Minister of Internal Affairs of Belarus
- In office 25 September 2000 – 4 April 2009
- Leader: Alexander Lukashenko
- Preceded by: Yuri Sivakov
- Succeeded by: Anatoly Kuleshov

Head of the Presidential Security Service of Belarus
- In office 20 January 1999 – 25 September 2000
- Leader: Alexander Lukashenko
- Preceded by: Vladimir Kuzhanov (acting)
- Succeeded by: Leonid Yerin

Personal details
- Born: Vladimir Vladimirovich Naumov February 7, 1956 (age 70) Smolensk, Soviet Union
- Alma mater: School of the Ministry of the Interior of the USSR
- Profession: Police

Military service
- Allegiance: USSR
- Years of service: 1974–1976

= Uladzimir Navumau =

Belarusian politician

Uladzimir Navumau (Уладзімір Навумаў, Владимир Наумов, Vladimir Naumov, also Uladzimir Naumau; born 7 February 1956) is a Belarusian politician accused of human rights violations.

He was Minister of the Internal Affairs of Belarus (2000–2009) and chairman of Belarus Ice Hockey Federation.

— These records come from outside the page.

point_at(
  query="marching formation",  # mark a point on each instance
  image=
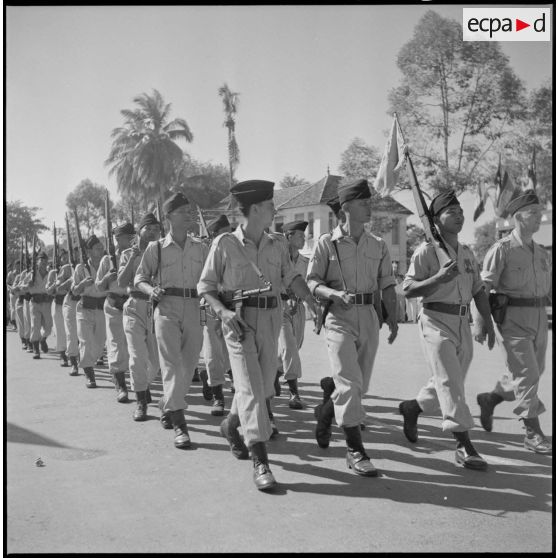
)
(156, 302)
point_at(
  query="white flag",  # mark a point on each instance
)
(392, 162)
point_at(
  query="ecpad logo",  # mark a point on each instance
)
(506, 24)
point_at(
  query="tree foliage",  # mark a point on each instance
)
(89, 200)
(456, 102)
(21, 221)
(290, 181)
(144, 156)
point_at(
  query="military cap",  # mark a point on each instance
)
(174, 202)
(148, 219)
(443, 200)
(91, 241)
(216, 224)
(356, 190)
(252, 191)
(126, 228)
(295, 226)
(334, 205)
(523, 199)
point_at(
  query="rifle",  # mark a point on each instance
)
(111, 250)
(82, 252)
(233, 300)
(55, 251)
(70, 243)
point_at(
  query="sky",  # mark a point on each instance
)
(310, 78)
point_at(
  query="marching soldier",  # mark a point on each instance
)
(519, 271)
(291, 335)
(250, 259)
(215, 353)
(347, 267)
(137, 313)
(445, 331)
(90, 317)
(168, 273)
(106, 280)
(57, 316)
(39, 306)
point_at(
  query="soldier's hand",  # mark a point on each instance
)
(448, 272)
(157, 294)
(341, 298)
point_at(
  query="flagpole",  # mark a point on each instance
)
(431, 232)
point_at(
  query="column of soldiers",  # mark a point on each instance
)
(240, 300)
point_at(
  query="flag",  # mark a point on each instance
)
(532, 172)
(392, 161)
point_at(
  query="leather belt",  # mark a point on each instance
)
(535, 302)
(139, 294)
(361, 299)
(262, 302)
(455, 309)
(39, 298)
(183, 293)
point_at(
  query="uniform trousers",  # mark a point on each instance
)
(70, 326)
(142, 346)
(41, 320)
(447, 344)
(254, 367)
(291, 337)
(215, 353)
(352, 341)
(179, 342)
(59, 330)
(523, 337)
(91, 334)
(117, 347)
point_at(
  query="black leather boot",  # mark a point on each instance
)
(119, 379)
(487, 402)
(140, 414)
(357, 460)
(410, 410)
(325, 414)
(294, 401)
(263, 477)
(181, 438)
(229, 430)
(90, 377)
(466, 454)
(73, 362)
(218, 407)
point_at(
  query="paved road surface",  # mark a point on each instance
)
(112, 485)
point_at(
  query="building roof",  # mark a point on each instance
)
(319, 193)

Navumau has been accused of violent crackdown of opposition protests following the Belarusian presidential election in 2006 and of being related to the disappearances of opposition leaders in 1999–2000.

==Biography==
Navumau has been working in the Minsk Militsiya since 1976.

Between 1991 and 1999 he was commander of Berkut and Almaz special units (OMON) of the Ministry of Internal Affairs of Belarus. The OMON participated in the crackdown of protests before and after the controversial 1996 referendum.

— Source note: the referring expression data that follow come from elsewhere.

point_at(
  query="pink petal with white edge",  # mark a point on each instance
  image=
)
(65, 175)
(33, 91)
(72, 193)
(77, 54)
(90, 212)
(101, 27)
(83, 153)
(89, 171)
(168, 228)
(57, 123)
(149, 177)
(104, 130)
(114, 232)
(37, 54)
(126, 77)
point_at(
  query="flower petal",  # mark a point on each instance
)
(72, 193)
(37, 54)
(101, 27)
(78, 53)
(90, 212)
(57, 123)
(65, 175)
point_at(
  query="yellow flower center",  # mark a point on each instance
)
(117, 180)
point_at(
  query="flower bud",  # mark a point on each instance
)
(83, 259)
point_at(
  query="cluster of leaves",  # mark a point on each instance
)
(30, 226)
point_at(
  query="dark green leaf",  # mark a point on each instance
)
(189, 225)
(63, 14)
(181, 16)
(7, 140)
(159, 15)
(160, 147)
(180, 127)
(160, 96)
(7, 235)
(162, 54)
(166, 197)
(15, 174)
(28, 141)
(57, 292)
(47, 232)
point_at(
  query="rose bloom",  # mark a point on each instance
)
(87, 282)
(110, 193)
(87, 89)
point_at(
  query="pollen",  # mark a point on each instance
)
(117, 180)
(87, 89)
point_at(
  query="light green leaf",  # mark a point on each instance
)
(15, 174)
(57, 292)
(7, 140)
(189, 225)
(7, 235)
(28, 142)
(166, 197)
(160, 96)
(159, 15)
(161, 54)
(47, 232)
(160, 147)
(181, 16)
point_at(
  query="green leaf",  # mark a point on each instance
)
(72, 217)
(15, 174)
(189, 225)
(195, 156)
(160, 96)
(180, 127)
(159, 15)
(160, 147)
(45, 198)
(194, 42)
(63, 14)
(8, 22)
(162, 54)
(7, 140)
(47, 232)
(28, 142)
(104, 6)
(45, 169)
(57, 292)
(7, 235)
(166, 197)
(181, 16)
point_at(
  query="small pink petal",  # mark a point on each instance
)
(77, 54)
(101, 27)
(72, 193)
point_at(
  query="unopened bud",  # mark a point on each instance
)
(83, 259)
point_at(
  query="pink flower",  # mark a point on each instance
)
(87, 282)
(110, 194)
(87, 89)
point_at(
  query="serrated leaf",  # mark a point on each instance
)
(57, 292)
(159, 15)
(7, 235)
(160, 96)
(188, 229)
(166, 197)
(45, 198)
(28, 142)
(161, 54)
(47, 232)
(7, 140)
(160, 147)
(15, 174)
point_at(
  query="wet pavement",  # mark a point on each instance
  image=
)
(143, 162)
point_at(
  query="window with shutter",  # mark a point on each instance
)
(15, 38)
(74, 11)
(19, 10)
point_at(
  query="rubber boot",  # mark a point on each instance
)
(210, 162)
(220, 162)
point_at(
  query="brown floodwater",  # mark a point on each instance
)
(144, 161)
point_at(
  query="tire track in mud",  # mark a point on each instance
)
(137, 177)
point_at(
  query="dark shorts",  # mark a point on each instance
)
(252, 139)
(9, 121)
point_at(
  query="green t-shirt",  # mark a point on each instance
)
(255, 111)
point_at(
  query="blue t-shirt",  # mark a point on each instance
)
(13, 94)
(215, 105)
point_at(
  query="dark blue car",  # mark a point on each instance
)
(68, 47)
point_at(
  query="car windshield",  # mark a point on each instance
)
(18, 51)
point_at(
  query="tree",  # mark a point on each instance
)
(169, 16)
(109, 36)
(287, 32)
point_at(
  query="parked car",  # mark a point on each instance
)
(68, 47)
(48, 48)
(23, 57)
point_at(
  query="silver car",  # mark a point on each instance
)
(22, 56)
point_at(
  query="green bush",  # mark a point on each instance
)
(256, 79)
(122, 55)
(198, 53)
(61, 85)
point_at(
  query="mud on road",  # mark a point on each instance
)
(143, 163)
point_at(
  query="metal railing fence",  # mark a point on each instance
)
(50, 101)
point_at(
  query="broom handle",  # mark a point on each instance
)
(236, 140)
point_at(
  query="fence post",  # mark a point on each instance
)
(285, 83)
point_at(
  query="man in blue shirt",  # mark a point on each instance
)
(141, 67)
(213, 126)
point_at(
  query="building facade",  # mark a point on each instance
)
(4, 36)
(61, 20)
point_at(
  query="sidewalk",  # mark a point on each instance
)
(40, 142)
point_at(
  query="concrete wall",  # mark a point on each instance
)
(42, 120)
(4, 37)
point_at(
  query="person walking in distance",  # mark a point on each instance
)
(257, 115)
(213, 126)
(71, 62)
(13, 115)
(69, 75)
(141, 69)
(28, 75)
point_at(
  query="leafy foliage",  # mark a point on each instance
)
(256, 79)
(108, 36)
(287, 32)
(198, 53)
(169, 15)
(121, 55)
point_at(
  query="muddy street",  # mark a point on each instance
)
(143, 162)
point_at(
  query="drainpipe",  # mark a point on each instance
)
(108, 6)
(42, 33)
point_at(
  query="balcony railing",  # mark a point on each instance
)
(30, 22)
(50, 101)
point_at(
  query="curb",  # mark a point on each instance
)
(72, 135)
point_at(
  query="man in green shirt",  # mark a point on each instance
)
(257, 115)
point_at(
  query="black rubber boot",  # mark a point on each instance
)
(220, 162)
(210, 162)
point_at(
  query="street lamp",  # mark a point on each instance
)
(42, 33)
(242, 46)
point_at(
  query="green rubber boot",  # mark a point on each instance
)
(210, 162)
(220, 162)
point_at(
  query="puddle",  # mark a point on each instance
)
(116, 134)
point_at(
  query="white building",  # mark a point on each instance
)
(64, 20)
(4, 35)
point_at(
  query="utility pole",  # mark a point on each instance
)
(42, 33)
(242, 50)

Between 1999 and 2000 Navumau was Head of the Presidential Security Service.

From 2000 to 2009 he was Minister of Internal Affairs of Belarus. During his service in this position, the police and OMON forces dispersed protests related to the controversial presidential election of 2001, referendum of 2004 and presidential election in 2006.

==Sanctions and accusations==
Navumau has been included into the sanctions lists of the United States, the European Union (see below for details), the United Kingdom and Switzerland.

According to a decision by the European Union, Navumau "failed to take action to investigate the case of the unresolved disappearances of Yuri Zakharenko, Viktor Gonchar, Anatoly Krasovski and Dmitri Zavadski in Belarus in 1999–2000 (...) As a Minister of Interior he was responsible for the repression over peaceful demonstrations until his retirement on 6 April 2009 for health reasons".

According to two journalistic investigations, Navumau owns 75% of the Moscow-registered company Zorka Food, which trades grain in occupied Mariupol and exports it through Belarus.